Ever wonder what goes into the decisions behind which components come on your trailer?
For an OEM, it’s a complex evaluation that takes many factors into account. Mark Ehrlich, senior director of engineering for Wabash National, gave a Technology & Maintenance Council study group some insight into the decision-making process during a Sept. 17 session.
“The selection criteria is pretty intricate,” he said, referring to the evaluation of components such as suspensions, sliders, and wheel ends. “We are looking at multiple attributes in concert together to come up with the best result in terms of value.”
Those considerations include performance, safety, ride quality, weight, longevity, maintenance requirements, warranty duration, replacement part availability, and more. Data is heavily relied on by the trailer manufacturer to make those decisions.
Trailer makers also consider the complexity and cost of installation on their assembly lines.
In the case of a suspension, Ehrlich said Wabash considers the warranty and its construction. Is it corrosion-resistant? Are maintenance requirements reduced, for example, by using a mechanical fastener that doesn’t require torqueing? Are wearable parts readily available in the aftermarket?
For the slide rail, the OEM considers its longevity and examines the welds to ensure it won’t be prone to fatigue cracking. Ehrlich is wary of slide rails where welding has been done in high-stress areas.
For wheel-end components, Wabash wants to match up warranty with the life-cycle of the trailer. It wants to see long-lasting bearings and larger roller sizes. Lubrication requirements are also important, as are the wheel seals.

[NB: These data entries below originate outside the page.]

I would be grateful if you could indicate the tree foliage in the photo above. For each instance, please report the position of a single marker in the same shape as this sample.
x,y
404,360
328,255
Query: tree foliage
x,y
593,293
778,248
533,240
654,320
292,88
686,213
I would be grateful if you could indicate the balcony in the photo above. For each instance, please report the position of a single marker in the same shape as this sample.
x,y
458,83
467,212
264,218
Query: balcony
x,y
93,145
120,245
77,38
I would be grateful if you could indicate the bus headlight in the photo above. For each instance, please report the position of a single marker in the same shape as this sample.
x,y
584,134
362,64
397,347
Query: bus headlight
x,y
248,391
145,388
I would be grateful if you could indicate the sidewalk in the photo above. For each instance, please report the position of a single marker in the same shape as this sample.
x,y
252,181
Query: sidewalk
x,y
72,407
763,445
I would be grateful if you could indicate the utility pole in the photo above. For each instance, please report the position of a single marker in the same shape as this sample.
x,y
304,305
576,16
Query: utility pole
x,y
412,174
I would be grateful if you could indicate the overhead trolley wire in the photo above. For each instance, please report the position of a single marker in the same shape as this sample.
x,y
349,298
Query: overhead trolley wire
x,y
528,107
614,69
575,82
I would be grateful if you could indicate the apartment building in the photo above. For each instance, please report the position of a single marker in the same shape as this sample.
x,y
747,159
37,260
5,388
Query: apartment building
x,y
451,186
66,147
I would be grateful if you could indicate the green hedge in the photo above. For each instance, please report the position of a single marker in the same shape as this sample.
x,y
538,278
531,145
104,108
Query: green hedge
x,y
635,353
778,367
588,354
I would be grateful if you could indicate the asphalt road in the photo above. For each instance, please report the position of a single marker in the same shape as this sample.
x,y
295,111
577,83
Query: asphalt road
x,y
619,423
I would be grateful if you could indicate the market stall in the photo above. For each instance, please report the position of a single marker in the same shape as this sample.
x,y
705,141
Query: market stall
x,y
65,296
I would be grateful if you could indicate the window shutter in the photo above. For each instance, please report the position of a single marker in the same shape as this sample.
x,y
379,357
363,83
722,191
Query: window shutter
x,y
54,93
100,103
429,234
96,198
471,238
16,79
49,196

“They’re a very inexpensive part in comparison to the rest of the trailer but the wheel seal can cause a lot of cost later on if it fails,” Ehrlich noted.
Inner and outer bearings that are the same part number can simplify maintenance for end users.
Spring vs. Air Ride
Scott Bartlein, fleet manager for Barry Trucking, weighed the pros and cons of spring and air ride suspensions, noting it may be time to give spring ride suspensions a fresh look. If a fleet’s cargo damage claims are low, it may make sense to spec’ spring suspension trailers to save some cost.
Cargo packaging and load securement products have improved in recent years, Bartlein pointed out.
But on the other hand, air ride makes sense for cargo that’s fragile or lightweight, especially if it has come off a potentially rough sea journey.
Spring ride suspensions have the benefit of being lighter-weight, so payload can be increased. But then there are some customers who demand air ride suspensions be used to carry their freight. Will they pay extra for the benefit?
Spring suspensions are easier and two to four times less expensive to maintain, Bartlein noted. And if you’re pulling doubles, they’ll put less demand on your air system. Trailers with spring suspensions are also easier to examine during a pre- and post-trip inspections, which could help reduce roadside failures.
“I’m not bashing air ride,” Bartlein said. “I think there’s a need for them. All I’m saying is, as fleets we want to keep an open mind. One size doesn’t fit all and we need to take a fresh look at technologies.”